The National Centre for Peace and Conflict Studies warned “The American drone strike programme to prevent terrorism is ineffective and serves only to fuel Muslim militancy.”
Even though New Zealand Prime Minister, John Key attempted to diffuse the situation by arguing that should his office had been notified of the planned strike against his nationals he would have warranted the attack based on the “legitimacy” of the data, Professor Richard Jackson, Deputy Director of the National Centre for Peace and Conflict Studies at Otago University warned that it is such disdain toward international law which rights activists aimed to combat.
Jackson stressed that should Russia or even China had chosen to take out its dissidents in such fashion the international community would have most likely slammed the attack as criminal.

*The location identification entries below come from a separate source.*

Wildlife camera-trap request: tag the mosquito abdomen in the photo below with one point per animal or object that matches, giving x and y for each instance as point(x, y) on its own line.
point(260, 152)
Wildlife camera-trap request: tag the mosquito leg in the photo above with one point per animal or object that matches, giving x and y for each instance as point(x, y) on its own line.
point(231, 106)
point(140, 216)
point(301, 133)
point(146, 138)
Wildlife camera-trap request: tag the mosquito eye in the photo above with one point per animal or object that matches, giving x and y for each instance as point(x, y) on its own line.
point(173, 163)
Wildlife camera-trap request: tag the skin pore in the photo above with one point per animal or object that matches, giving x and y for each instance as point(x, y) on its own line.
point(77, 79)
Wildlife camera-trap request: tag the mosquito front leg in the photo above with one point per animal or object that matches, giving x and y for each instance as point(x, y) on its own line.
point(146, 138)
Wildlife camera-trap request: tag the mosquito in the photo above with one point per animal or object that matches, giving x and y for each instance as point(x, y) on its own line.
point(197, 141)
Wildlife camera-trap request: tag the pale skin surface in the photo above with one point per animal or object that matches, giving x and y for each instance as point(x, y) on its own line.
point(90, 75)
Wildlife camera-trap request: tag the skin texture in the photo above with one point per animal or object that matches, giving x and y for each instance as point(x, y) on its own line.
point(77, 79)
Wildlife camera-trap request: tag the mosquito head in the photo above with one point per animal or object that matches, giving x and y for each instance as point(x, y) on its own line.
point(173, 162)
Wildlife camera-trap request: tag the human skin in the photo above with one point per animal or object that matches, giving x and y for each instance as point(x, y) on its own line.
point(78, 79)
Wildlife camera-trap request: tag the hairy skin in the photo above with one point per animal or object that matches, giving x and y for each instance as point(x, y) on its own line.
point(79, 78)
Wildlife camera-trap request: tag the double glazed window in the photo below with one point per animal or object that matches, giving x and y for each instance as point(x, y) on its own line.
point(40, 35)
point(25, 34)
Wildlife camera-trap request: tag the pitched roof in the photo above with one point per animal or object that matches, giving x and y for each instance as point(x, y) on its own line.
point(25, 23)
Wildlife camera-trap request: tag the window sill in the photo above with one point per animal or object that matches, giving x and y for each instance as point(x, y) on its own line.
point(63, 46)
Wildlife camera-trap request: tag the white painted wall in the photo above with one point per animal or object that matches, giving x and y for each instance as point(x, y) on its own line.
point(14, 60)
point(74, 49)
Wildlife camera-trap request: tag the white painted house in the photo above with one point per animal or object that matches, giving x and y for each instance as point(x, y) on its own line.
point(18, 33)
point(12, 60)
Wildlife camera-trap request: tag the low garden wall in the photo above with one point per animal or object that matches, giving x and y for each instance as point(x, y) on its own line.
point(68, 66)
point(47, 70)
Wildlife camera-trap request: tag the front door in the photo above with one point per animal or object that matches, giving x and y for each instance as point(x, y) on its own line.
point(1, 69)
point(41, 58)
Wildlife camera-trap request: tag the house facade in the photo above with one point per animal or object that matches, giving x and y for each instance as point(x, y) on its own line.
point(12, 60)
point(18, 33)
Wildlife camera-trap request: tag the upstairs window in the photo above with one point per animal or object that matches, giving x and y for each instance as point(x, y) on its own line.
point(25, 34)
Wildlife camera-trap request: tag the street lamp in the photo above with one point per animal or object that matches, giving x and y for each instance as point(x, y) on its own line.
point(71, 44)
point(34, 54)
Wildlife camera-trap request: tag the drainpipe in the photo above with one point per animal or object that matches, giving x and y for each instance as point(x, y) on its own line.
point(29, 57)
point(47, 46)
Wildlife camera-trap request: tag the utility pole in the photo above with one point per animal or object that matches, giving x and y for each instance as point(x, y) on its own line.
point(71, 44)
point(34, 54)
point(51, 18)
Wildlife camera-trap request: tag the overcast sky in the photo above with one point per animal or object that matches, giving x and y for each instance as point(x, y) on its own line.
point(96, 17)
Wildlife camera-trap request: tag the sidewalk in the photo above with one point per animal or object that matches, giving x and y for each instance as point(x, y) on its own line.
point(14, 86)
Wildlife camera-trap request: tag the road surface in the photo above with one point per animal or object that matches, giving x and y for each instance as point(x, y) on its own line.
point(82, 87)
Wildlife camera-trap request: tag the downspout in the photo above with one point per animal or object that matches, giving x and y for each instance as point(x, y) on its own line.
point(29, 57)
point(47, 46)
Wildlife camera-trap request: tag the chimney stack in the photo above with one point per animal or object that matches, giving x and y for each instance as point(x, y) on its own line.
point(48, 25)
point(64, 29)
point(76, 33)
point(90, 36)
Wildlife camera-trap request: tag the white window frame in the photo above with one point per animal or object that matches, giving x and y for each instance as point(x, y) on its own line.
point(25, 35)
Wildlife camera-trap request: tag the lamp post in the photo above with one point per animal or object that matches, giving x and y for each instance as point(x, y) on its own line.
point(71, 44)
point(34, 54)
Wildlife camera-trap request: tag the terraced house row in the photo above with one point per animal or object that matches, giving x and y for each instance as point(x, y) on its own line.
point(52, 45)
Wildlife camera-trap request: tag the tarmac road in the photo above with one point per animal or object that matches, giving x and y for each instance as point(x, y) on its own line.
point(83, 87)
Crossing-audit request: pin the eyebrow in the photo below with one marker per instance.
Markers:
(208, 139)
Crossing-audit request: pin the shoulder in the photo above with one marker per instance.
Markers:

But beyond the legality of such an attack on foreign nationals, rights activists have said the very fact that New Zealand was never made aware of the attack is most troubling.
An American anti-terrorism expert told reporters on Wednesday, “It's unlikely the New Zealand Government received advance warning of the deadly drone strike,” a statement which New Zealand PM seems somewhat to have reinforced in his comment to the press.
Once again America’s war on terror finds itself in the eye of the storm.